The Chancellor, George Osborne took the opportunity of his autumn statement to outline new government plans for business tax.
He reminded the House of Commons that the June Budget had already introduced a four-year reduction in corporation tax from 28 per cent 24 per cent, while the small profits rate is to be cut from 21 per cent to 20 per cent as from April 2011.
However, the Treasury has conceded that improving the corporate tax system is confined simply to rates.
For that reason, the government has released a document that sets out what the Chancellor described as the most significant programme of corporate tax reforms for a generation.
Under the changes, the “outdated and complex” rules for Controlled Foreign Companies will be overhauled by 2012, with interim changes due to be in place by 2011.
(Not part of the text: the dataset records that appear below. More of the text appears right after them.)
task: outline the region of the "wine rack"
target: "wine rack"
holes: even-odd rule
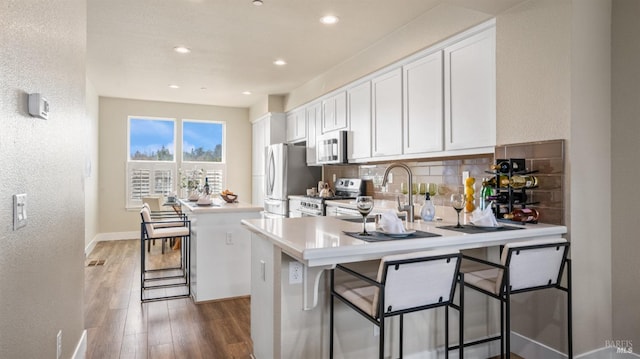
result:
[[[511,178],[514,175],[525,176],[537,173],[538,171],[528,171],[526,169],[526,161],[524,158],[496,159],[496,165],[500,164],[503,164],[503,166],[501,166],[503,167],[502,169],[497,169],[495,171],[486,171],[486,173],[495,176],[496,185],[493,187],[495,191],[494,196],[498,196],[501,194],[507,196],[506,203],[498,203],[497,201],[493,202],[493,213],[496,215],[497,219],[509,221],[508,219],[505,219],[503,217],[506,213],[511,213],[514,208],[526,208],[527,206],[537,204],[537,202],[528,201],[526,193],[527,190],[536,188],[537,186],[529,188],[522,187],[516,189],[511,187]],[[504,164],[507,164],[508,166],[505,166]],[[500,185],[500,179],[502,176],[507,176],[507,178],[509,179],[509,184],[507,184],[506,187],[502,187]],[[520,193],[520,195],[514,195],[514,193]],[[520,200],[517,201],[515,197],[519,197]],[[530,223],[537,223],[537,221]]]

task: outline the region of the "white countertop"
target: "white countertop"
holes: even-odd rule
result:
[[[186,208],[192,213],[233,213],[233,212],[260,212],[262,207],[254,206],[250,203],[227,203],[224,202],[220,206],[199,206],[196,202],[180,199],[182,207]]]
[[[451,210],[451,208],[448,209]],[[444,221],[417,220],[407,224],[408,229],[440,234],[440,237],[365,242],[343,233],[343,231],[361,231],[362,223],[344,221],[340,218],[250,219],[243,220],[242,224],[248,230],[271,240],[289,256],[310,267],[374,259],[388,254],[416,250],[490,247],[534,237],[560,237],[567,232],[565,226],[549,224],[527,224],[520,226],[524,228],[523,230],[487,231],[481,234],[465,234],[438,228],[455,225],[454,212],[453,216],[446,217]],[[367,230],[373,231],[374,226],[373,223],[368,224]]]

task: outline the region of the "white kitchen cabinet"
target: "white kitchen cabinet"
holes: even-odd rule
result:
[[[402,154],[402,69],[371,80],[374,157]]]
[[[371,81],[347,90],[349,161],[371,158]]]
[[[347,128],[347,95],[341,91],[322,100],[322,133]]]
[[[287,114],[287,142],[304,141],[307,137],[305,109],[299,108]]]
[[[442,51],[403,66],[403,153],[444,149]]]
[[[251,174],[252,194],[251,203],[257,206],[263,205],[264,200],[264,161],[265,148],[274,143],[285,141],[285,114],[268,113],[253,122],[252,125],[252,152]]]
[[[315,102],[305,107],[307,117],[307,165],[316,166],[318,164],[316,155],[316,137],[320,133],[322,120],[322,104]]]
[[[445,150],[495,146],[495,28],[444,50]]]

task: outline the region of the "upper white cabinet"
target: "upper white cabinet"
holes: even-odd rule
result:
[[[371,80],[374,157],[402,154],[402,69]]]
[[[402,68],[404,154],[443,150],[442,51]]]
[[[307,165],[317,165],[316,136],[320,133],[322,104],[312,103],[304,108],[307,118]]]
[[[495,53],[495,27],[445,48],[445,150],[495,146]]]
[[[371,81],[347,90],[349,161],[371,157]]]
[[[347,128],[347,96],[344,91],[322,100],[322,133]]]
[[[287,142],[304,141],[307,138],[307,120],[304,108],[287,114]]]

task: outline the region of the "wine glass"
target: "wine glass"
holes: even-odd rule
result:
[[[362,233],[358,233],[361,236],[369,236],[367,232],[367,216],[373,209],[373,197],[371,196],[358,196],[356,197],[356,207],[362,215]]]
[[[464,209],[465,202],[466,197],[464,194],[454,193],[451,195],[451,206],[458,212],[458,224],[455,228],[462,228],[462,225],[460,225],[460,211]]]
The tax treatment of income from intellectual property is also to undergo an overhaul in an effort to boost innovation and product development.
To encourage investment in hi-tech firms, as from April 2013 profits made from newly commercialised will only be subject to a lower 10 per cent rate of corporate tax.
The government said that the move would build on the existing R&D tax credit system, helping innovative firms to prosper and flourish.
The government also plans to introduce an opt-in exemption for profits earned in foreign branches of UK companies. This would mean that companies would no longer be subject to UK corporation tax on their foreign branch profits.